Seulement, le Premier ministre qui foulait pour la première fois le sol de Bakwanga après près de 5 ans à la Primature s’est juste contenté de quitter l’aéroport de Bipemba jusqu’à la cathédrale de Bonzola -lieu de la messe- puis deux heures plus tard, reprendre le chemin de l’aéroport afin de regagner la ville de Kindu. Incompréhensible pour les notables ainsi que la population locale qui attendaient cette occasion afin d’échanger avec leur hôte sur les grands maux dont souffre leur province. Un grand rendez-vous manqué, car le PM avait choisi de filer à l’anglaise…que mettre son séjour de quelques heures seulement à écouter les doléances d’une ville pour laquelle il ne semble éprouver aucune sympathie.
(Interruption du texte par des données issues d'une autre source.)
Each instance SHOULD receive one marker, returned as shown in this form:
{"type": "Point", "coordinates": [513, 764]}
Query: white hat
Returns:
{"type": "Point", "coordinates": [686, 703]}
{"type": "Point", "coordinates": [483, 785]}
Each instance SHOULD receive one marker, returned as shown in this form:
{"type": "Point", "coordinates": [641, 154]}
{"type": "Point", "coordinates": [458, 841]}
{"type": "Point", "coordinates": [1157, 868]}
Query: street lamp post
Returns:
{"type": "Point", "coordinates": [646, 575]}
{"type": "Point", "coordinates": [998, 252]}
Comment peut-on être Premier ministre de 80 millions de RD-Congolais éparpillés dans 26 provinces étendues sur 2.345.000 km2 et prétendre appliquer la politique du gouvernement uniquement à partir de Kinshasa, sans palper du doigt les réalités du «Congo profond»? La réponse se trouve sans nul doute dans l’inadéquation entre le choix des politiques sociales et économiques du gouvernement et les attentes réelles de la population, conséquence logique d’une gestion comparable à un pilotage automatique. Quand le Premier ministre parle stabilité du cadre macroéconomique et croissance à deux chiffres, à Mbuji-Mayi, c’est une crise aiguë et la population crie la famine.
La ville est asséchée comme jamais auparavant, manquant d’infrastructures viables avec un pouvoir d’achat quasi inexistant, l’unique principale source de revenus, la MIBA, considérée jadis comme une vache à lait ou la poule aux œufs d’or, étant aujourd’hui en lambeaux, abandonnée à son triste sort. Une situation qui pousse certains à croire en une thèse de complot qui viserait à anéantir totalement la province d’origine d’Étienne Tshisekedi, réputée opposante au Président Kabila. Vraiment? C’est peut-être exagéré. Mais est-il que la province diamantifère n’a pas bénéficié d’une attention particulière durant ces dernières années, alors qu’il y a peu, elle était parmi les deux plus grands contributeurs au budget de l’Etat.
Malheureusement, lorsqu’elle a enfin l’occasion de rencontrer Matata Ponyo, l’homme qui pilote et exécute le projet de gouvernance sur base duquel les Est-Kasaiens et Mbuji-Mayiens ont élu le Président Kabila, ce dernier préfère filer à l’anglaise, refusant tout contact formel avec les forces vives, qui l’attendaient avec impatience.
Selon des témoins, l’allocution du Premier ministre au cours de la messe qu’il a d’ailleurs quittée sans qu’elle n’arrive à son terme n’a même pas duré 3 minutes. L’homme était visiblement très pressé, regard figé sur sa montre. Pressé de quitter cette ville qui lutte pour sa survie parce que fortement menacée de disparition par des terribles érosions qui la rongent depuis plusieurs années. Pressé de regagner Kindu reconstruite et relookée à vue d’œil durant ces 4 dernières années comme elle ne l’avait jamais été depuis sa création, et attire plus que la crasseuse Mbuji-Mayi.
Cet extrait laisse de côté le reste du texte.